On Leveraging Ego to Better Accept Criticism

This is a guest post from five-years-ago me. 2014 me. Just-turned-thirty and just-starting-to-think-about-race me. She says hi. She’s proud of me, and you, and herself. She sends love.

Me in 2014.

I got way better at taking criticism with a simple little trick. But really. I’ll even tell you what it is.

I’m good at being good. I’m good at doing well, being smart, getting A’s, landing the job, etc. I seek praise and am used to getting it for a job well done. For a long time I was really good at most things I did in part because I was good at avoiding anything I wasn’t good at. On the rare occasions that I received real criticism from people I cared about, I fell apart. I had no practice.

Then here’s the trick: I realized that accepting criticism and growing from it was something I could be good at. I paid attention to what people who did that well were doing and I tried hard to do that. Now, when I hear criticism, I slow down and try to do the things that good-at-accepting-criticism people would do, like listen hard and ask questions and communicate non-violently. I try to figure out what bits of this criticism are things I can get behind and what changes I can make to improve myself in the light of this new information. I try to figure out what my next steps are in making these changes and then I make them. I even try to cultivate gratitude for the teaching my criticizers are offering me.

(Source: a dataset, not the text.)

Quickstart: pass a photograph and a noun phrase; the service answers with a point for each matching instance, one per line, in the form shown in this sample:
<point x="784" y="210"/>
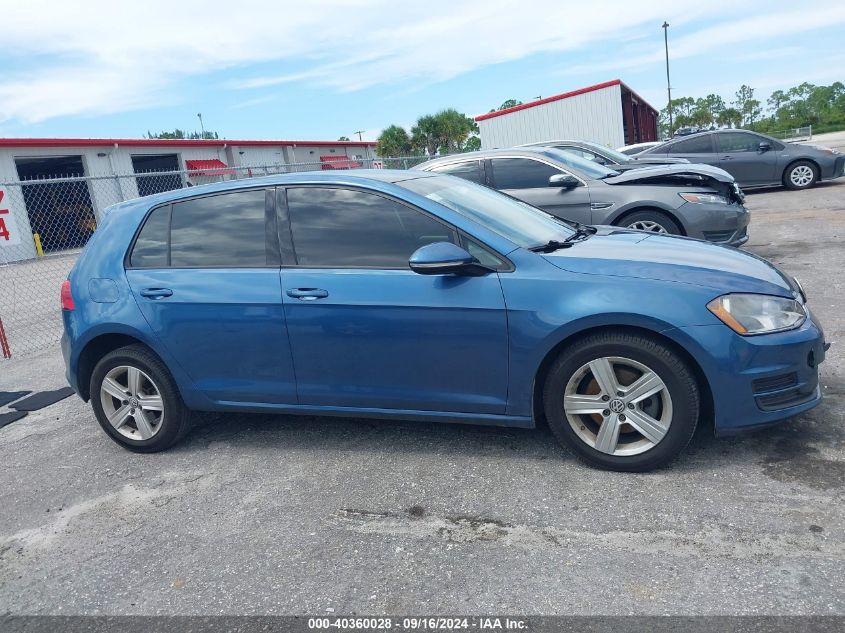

And then, because I am not actually a zen master, I let loose the ego-booster in my head that says “Wow, you are *so* good at this! You’re like a criticism-accepting genius! You’re a growth-minded, constantly improving, amazingly perceptive and compassionate and generally awesome person and look now you’re getting even better! I hardly thought it possible. Go you!” I keep this part in my head, obviously, and then I check the ego a bit later, but cultivating an ego-boost for the sheer act of accepting criticism pulls me out of the shame spiral that can sometimes be created by the criticism itself. If I can keep the I’m-so-good-at-listening-to-this-hard-thing ego boost proportional to the hardness of the thing, which is easy to do because it makes sense to me that I deserve more kudos for listening to harder things, then I can try to find a space where I’m not lost in the shame or the superiority, and I can actually listen and try to improve.

It’s not a perfect system, but it’s worked wonders for me. Since I discovered it a few years ago I’ve become *way* better at using criticism to grow, and I’ve even received praise from some of the people close to me who say that my ability to listen well to criticism and actually act on it is one of the things they love about me, which totally feeds the cycle.